Scammers And The Coronavirus
Coronavirus has shown us some of the best and worst in humanity. We have seen medical professionals, truck drivers, and other front line workers step up to the plate. They are pulling long hours in sometimes thankless jobs to ensure Americans can put food on the table and get required medical care. Unfortunately, we have also seen a rise in those who would take advantage of the situation. Scammers are actively working on getting personal and financial access from those who are vulnerable and worried. These are often the same people who can ill-afford to lose money or security during trying times.
Types of Coronavirus Scams
Unfortunately, many different coronavirus scams are going on right now. These are some of the more common scams being reported at the moment.
• Many scams relate to "miracle" cures for coronavirus or offer the promise of products people order that never come. They often come in the form of teas, essential oils, and CBD products that offer no real medicinal value when it comes to coronavirus. They give people a false sense of security. Some are even offering fraudulent antibody tests to get health insurance information, which is then used for identity theft.
• As people await news on continued government stimulus packages, scams rage on, including everything from stimulus check promises to unemployment benefits and more. Other financial scams involve student loan payments, stock scams, credit card fraud, and more.
• These include attempts to get targets to part with valuable personally-identifiable information. Such scams are primarily focused on those under financial stress or health concerns.
• We all know that contact tracing is an invaluable way to trace infected clusters and determine the origins of coronavirus cases. However, scammers use the guise of contact tracing to steal insurance information, bank account information, Social Security numbers, and more.
Be suspicious if you are called for any of these potential issues. Do not give out personally-identifiable or financial information without first verifying the authenticity of the caller.
Signs of Being Scammed
The number one sign you are being scammed is an email, text message, or phone call that appears off or suspicious. Recognizing these cues can help you identify if someone is attempting to scam you.
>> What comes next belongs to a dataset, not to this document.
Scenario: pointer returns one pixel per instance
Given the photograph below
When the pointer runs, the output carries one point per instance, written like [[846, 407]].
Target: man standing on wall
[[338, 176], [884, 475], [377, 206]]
You will need to do a little research before offering up your insurance, personal, or financial information if you see things like:
• Callers are more interested in your health insurance information than the status of your health.
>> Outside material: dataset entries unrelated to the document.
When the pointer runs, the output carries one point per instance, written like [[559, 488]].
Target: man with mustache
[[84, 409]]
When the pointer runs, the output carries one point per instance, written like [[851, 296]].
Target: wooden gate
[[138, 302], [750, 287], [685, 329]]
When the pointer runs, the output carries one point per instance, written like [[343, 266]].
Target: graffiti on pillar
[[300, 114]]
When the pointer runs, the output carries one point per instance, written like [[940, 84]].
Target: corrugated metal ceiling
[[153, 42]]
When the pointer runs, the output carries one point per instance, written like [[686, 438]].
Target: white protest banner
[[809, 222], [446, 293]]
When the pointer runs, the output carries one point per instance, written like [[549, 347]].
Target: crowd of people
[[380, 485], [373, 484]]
• Scammers require upfront payment before providing information about things like stimulus checks, unemployment benefits, etc.
• Non-legitimate charities are pressuring you into providing donations right away.
• Fraudsters contact you through an email, phone call, or text message claiming to be from the government.
• Swindlers claiming to be contact tracers ask for any personal, financial, or insurance information. They should only ask about health information.
These signs are not always indicators that you are being scammed, but they should place you on guard.
Avoiding Coronavirus Scams
The best way to avoid coronavirus scams is to adopt an air of skepticism when you get phone calls, emails, text messages, or door-to-door visits. These other steps can help, as well.
• Ignore offers for cures, vaccines, and test kits.
• Hang up on robocalls or consider screening all calls from unfamiliar numbers.
• Donate only to organizations you know and trust and then only through official channels.
• Do not even respond to text messages, emails, and phone calls claiming to have information about stimulus checks – even if they appear official.
Simple actions like these can spare you the hassle of dealing with identity theft and inevitable financial disaster should someone access your financial accounts.
Coronavirus has shown us some of humanity's worst from scammers, thieves, and those who would commit fraud. But it has also shown us some of the best. Try to focus on that while being wary of those who would do harm during these trying times. If you have become aware of a potential scam, it is wise to notify the authorities.